Take two examples from last year alone. First, we have a Prime Minister who has consistently failed to respond effectively to the pandemic, yet who soars in the polls because of Britain’s vaccination success – the one arena in which he was, ironically, barely involved. Second, we have a Home Secretary who rails against immigrants, criminals and the courts while starving the justice system of funds, leaving it unable to effectively prosecute defendants, including those accused of violence against women, yet who is still feted by some as the next leader of the Conservative Party.
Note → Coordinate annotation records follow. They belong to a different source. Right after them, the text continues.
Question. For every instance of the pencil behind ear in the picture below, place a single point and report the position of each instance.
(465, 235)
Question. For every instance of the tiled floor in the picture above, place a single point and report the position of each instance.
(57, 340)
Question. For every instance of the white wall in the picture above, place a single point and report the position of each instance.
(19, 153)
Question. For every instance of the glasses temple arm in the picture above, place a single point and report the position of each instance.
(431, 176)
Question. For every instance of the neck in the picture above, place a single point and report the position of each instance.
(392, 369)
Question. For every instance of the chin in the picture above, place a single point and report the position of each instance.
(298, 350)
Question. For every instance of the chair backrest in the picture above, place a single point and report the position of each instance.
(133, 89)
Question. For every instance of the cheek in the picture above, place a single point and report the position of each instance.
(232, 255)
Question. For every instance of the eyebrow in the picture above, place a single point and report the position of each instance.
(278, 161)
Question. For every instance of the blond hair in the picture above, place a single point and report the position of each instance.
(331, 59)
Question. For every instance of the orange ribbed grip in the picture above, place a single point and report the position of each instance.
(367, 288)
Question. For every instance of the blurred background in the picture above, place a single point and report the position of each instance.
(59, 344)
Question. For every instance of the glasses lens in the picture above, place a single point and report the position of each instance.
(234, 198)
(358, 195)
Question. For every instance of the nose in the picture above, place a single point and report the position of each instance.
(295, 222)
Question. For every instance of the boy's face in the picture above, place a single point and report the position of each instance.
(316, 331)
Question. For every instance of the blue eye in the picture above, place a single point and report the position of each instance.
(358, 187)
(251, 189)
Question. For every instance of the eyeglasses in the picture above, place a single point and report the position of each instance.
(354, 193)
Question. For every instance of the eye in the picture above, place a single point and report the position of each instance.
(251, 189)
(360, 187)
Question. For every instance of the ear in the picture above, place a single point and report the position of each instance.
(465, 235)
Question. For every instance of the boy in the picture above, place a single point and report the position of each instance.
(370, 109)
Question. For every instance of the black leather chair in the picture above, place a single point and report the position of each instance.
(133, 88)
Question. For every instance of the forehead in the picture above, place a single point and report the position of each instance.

In a democracy, it is often not voting, but protest and public pressure that shifts government policy and inspires real change. Robert Jenrick, the Local Government Secretary, did not abandon the plans to build a coal mine in Cumbria because of electoral concerns, but because of the work of campaign groups to build public opposition and because of their threats to challenge the coal mine’s construction in the courts. Without mass protests like those of Extinction Rebellion that raise public awareness and shine a light on issues that matter, the force of threats from smaller groups like the South Lakes Action on Climate Change would be diminished, and easy to ignore

The government knows this, which is why it is using the facade of the pandemic to push through some of the most authoritarian restrictions on protest imaginable. In the bill to be debated before Parliament tomorrow, it will be an offence to protest in a way which not only causes ‘serious annoyance’, but which poses the ‘risk’ of someone suffering serious annoyance. This legislation stands in stark contradiction with the very purpose of protest, which is to cause annoyance, serious or otherwise. Without causing at least annoyance, the protest is purposeless, the urban equivalent of a gadfly on an elephant’s tail. This legislation, if it passes in its current form- which last weekend’s events have managed to put in question-, would grant overwhelming powers to the Home Secretary and police to ban or significantly restrict protests and demonstrations, reducing the right to protest to something that exists in theory alone.

Sarah Everard’s murder has shown that we are still a deeply unequal society, with women forced to live lives that are unfathomable to men. The only way that this will change is through pressure. Ironically, even as the government laments Everard’s death and promises inquiries into the events of this weekend, it puts forward legislation that will do much to stop this change from ever coming about. If the Conservative caucus still believes in individual rights and liberties, it will join Labour and the other opposition parties in voting down the legislation as it stands.

If it doesn’t, it is a blow against equality as well as being another nail in the coffin of British democracy.